Öncelikle araştırmayı, öğrenmeyi ve tartışmayı sevmeyen bir toplum asla ilerleyemez hatta yerinde
bile duramaz geriler. 21. Yüzyıl toplumu da araştırmayı, öğrenmeyi ve tartışmayı unutmuştur işte
bilime olan olumsuz bakışın ana sebebi budur.
19. yüzyıla baktığımız vakit insanların çay saatlerinde bilim konuştuklarını görebiliriz. Bu konunun
değişip dedikodulara dönmesinde birkaç sebep vardır. Toplumun yüzünden gerçekleşmiş olan sebep
okumak ihtiyacının kaybolmuş olmasıdır. Bir diğer sebep ise bilime aittir, bilim artık toplumun
anlayacağı dilden konuşmamaktadır. Bilimin var ettiği sebep çok doğaldır çünkü bilim sonsuza giden
bir merdiven gibidir varsayımlar üretilir tartışılır gerekirse eksikleri giderilip yeni bir varsayım üretilir
dolayısıyla bu merdivende bir yol kat edilir. Her basamakta daha fazla manzara görülmeye başlanır.

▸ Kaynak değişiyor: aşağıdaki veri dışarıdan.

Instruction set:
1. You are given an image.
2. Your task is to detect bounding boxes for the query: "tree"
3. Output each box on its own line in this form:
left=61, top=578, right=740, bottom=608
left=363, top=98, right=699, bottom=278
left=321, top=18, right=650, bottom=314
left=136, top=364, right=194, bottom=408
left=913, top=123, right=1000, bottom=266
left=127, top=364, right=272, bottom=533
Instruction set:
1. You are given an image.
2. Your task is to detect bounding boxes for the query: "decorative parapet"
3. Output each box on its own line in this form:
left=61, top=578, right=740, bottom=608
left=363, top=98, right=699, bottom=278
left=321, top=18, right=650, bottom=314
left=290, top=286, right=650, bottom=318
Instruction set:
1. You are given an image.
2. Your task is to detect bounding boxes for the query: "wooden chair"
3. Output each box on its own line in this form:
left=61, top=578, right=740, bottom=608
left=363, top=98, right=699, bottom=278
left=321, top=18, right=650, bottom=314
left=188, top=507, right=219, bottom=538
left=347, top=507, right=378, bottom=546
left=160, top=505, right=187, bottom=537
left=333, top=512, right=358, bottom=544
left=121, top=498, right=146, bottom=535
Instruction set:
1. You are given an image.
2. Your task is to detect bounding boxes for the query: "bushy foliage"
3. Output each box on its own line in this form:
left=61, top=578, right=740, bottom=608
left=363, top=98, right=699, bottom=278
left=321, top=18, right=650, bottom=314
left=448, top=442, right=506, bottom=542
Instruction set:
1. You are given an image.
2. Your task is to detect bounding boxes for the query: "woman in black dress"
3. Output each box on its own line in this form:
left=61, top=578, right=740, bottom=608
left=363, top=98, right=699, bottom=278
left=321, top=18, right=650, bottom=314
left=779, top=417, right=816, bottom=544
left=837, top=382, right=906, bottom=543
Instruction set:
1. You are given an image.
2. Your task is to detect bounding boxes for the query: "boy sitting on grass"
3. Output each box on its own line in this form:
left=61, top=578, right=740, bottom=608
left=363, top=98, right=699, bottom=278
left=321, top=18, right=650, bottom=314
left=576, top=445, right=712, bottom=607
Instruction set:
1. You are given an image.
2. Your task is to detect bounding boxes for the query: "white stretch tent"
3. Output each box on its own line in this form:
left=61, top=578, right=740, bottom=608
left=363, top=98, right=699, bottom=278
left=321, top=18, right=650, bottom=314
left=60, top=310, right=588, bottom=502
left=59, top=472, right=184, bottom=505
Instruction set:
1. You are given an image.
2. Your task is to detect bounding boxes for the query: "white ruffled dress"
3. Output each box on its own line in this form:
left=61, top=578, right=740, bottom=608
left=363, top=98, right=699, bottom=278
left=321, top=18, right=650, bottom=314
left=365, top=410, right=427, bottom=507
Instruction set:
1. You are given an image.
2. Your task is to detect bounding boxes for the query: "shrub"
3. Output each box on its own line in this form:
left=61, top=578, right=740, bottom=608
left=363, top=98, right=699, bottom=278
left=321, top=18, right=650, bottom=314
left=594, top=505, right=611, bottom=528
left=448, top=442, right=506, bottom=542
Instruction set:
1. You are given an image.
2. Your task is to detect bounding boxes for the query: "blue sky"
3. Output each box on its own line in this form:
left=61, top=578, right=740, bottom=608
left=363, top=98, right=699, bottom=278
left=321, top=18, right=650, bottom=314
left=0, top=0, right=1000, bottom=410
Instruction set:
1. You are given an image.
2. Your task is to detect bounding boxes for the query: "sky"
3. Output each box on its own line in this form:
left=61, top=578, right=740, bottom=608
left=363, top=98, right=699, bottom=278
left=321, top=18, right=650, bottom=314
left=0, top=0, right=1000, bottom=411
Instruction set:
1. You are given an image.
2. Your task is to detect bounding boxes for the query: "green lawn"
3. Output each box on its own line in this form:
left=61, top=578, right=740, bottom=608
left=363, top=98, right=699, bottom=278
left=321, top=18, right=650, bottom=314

Ve şimdilerde bilim çok yüksekte, toplum çok aşağıda kalmıştır. Bununla beraber toplum içindeki
gericiler vesvese edip toplumu bacağından aşağıya çekmektedir.
Bilimin halka el uzatması için devreye popüler bilim denilen şey girmektedir. Popüler bilim bir lise
mezununun anlayabileceği dilden bilimdeki gelişmeleri anlatıp toplumu bilim gündeminden uzak
bırakmamak içindir. Halka düşen ise okumak ve öğrenmek ihtiyacını kazanarak kendine uzatılan
yardım elini yakalamaktır.
Bilimin sonunun olmayışı da halkı korkutmaktadır -bu insanın bilinmeyenden korkması içgüdüsel bir
durumdur- fakat bilim oluşturulan varsayımlar çürütülüp daha iyisi geliştirildikçe evreni daha çok
tanımayı yani merdivenden çıkıldıkça manzaranın daha da büyümesini hedefler.
Bilimin toplum tarafından özdeşleşmesi için eğitim kurumlarımıza da büyük iş düşmektedir. Bilimin
gündemi ile beraber bilimin işleyişi olan eleştirel akılcılık da öğretilmelidir. Eğer ki Hasan Ali Yücel’in
çizgisi takip edilirse muhakkak ki harikulade öğrenciler yetişecektir.